PalmIIIxe Connection to TTL Uart on Linux – Part 3 – Getting up to speed

Getting past 19200bps

It really took me a long while before I wrote the post. Partly coz I was really tired after all the mods done to my Palm, but also that after I completed it… I forgot. 🙂

From Part 2 when I last left off, I was really having issues trying to get the Palm to communicate with my Linux system at the full speed. 19200bps was the fastest I could go but I just couldn’t go 115200bps.

Getting all the connections right

After quite a few tries, I finally realised that I not only had to get the Tx/Rx lines correct, which addresses the basics of serial communications in today’s modern systems, but also the traditional lines which is RTS and CTS. My resulting connection diagram is shown below. Once that is sired up correctly, I was able to get connected via the DB9 serial from the Palm to a TTL UART with no issues!

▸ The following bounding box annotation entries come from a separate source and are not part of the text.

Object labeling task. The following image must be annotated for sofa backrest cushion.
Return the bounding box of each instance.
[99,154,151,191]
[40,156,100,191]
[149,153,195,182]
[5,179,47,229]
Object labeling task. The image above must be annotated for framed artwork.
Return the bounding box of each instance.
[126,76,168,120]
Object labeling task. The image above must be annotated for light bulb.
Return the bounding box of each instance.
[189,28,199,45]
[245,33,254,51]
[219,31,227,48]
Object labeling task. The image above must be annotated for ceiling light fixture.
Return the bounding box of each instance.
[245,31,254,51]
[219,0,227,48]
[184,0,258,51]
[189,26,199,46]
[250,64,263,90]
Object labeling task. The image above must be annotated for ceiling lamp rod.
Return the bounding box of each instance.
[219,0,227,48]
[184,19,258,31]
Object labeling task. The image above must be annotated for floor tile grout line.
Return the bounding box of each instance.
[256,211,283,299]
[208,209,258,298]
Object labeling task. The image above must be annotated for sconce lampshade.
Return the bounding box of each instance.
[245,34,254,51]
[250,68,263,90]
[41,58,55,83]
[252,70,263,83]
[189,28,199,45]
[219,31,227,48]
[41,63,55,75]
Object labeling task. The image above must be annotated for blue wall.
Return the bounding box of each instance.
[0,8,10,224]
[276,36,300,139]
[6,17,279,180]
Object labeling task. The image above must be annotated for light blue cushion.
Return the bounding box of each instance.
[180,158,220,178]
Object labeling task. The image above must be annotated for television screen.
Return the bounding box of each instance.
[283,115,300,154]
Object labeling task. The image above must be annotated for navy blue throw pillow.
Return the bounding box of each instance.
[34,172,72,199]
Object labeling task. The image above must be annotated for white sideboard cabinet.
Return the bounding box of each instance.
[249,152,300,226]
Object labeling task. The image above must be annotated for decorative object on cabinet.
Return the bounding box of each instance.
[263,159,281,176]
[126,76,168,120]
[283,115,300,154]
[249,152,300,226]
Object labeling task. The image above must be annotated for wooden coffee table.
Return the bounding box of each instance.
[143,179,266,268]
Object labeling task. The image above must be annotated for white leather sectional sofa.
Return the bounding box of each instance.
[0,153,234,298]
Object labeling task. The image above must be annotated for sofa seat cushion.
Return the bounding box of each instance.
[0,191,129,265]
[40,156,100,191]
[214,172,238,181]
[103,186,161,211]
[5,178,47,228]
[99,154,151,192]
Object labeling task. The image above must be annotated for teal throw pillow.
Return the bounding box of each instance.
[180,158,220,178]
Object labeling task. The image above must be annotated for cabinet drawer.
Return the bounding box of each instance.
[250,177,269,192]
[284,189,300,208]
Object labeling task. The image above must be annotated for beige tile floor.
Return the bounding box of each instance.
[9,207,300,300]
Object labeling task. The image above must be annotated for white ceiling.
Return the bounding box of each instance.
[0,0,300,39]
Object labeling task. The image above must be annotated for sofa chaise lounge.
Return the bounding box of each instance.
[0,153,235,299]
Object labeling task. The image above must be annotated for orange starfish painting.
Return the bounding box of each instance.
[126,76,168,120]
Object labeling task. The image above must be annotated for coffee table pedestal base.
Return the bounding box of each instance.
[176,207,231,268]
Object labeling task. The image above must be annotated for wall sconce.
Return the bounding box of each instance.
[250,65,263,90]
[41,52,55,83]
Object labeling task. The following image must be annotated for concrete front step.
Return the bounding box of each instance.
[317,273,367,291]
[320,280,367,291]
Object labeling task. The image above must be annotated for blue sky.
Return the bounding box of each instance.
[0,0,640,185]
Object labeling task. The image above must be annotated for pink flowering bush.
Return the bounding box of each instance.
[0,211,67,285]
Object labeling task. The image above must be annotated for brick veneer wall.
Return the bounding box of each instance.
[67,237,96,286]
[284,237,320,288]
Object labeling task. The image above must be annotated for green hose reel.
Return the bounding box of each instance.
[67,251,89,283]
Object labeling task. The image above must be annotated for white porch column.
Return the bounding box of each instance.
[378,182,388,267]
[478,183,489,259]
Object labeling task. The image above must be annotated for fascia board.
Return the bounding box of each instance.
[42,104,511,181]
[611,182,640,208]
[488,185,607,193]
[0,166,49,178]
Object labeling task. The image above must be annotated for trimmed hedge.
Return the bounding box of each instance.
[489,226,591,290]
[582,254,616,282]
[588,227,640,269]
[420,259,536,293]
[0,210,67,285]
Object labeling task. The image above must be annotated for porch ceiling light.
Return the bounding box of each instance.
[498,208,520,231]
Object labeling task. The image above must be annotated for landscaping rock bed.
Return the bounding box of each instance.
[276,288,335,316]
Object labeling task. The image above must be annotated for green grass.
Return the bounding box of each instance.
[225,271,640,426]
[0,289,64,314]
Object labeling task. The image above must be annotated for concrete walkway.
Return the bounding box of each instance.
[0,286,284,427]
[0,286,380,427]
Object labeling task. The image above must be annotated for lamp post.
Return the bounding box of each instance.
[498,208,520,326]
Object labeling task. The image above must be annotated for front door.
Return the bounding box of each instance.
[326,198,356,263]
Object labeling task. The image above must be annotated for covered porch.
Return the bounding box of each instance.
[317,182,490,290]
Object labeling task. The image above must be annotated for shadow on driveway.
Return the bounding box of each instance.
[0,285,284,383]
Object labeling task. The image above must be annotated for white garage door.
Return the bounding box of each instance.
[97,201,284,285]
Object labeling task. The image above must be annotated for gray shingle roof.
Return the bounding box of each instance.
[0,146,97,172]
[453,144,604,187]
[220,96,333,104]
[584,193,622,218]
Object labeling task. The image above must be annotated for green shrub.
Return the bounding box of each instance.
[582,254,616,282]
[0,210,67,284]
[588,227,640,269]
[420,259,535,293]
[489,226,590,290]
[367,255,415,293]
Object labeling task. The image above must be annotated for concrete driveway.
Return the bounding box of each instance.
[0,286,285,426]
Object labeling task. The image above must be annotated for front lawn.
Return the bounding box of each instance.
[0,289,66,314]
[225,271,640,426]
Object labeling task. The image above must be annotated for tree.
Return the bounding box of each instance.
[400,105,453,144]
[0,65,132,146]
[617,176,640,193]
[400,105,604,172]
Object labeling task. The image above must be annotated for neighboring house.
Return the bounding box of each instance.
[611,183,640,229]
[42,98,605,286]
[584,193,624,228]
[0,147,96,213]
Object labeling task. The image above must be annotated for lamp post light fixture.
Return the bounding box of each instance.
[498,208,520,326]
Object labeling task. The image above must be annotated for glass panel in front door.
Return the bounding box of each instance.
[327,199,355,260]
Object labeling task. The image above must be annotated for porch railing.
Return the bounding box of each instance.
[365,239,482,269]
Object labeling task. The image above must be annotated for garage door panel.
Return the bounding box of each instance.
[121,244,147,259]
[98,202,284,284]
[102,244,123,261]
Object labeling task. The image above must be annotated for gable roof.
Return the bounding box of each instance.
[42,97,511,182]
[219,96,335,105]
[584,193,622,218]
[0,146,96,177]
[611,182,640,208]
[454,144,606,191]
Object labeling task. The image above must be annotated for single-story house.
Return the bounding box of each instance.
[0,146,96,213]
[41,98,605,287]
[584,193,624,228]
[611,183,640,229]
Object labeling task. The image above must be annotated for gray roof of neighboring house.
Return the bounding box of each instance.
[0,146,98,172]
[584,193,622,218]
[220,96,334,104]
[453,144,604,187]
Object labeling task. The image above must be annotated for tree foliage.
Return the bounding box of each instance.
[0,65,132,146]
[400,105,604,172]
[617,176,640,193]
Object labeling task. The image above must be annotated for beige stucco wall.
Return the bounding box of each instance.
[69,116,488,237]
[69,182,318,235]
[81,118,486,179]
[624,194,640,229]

Resulting connections with RTS and CTS also connected.
Final connection diagram which I used for soldering

Once the serial port is setup, there isn’t really much else to do on the hardware front. Once it was possible to get to TTL, converting that to USB or directly connection a TTL to a Raspberry Pi using serial is relatively straight forward. Getting all other pieces of communication to work is simply using older instructions of getting the network connection to the Palm using PPP on linux and/or getting Network Hotsync to work.

In addition, this effectively lays the ground of being able to communicate from the Palm to a Raspberry Pi using simple commands sent over a serial port, and then having a simple serial port daemon listening on the Raspberry to execute the received instructions.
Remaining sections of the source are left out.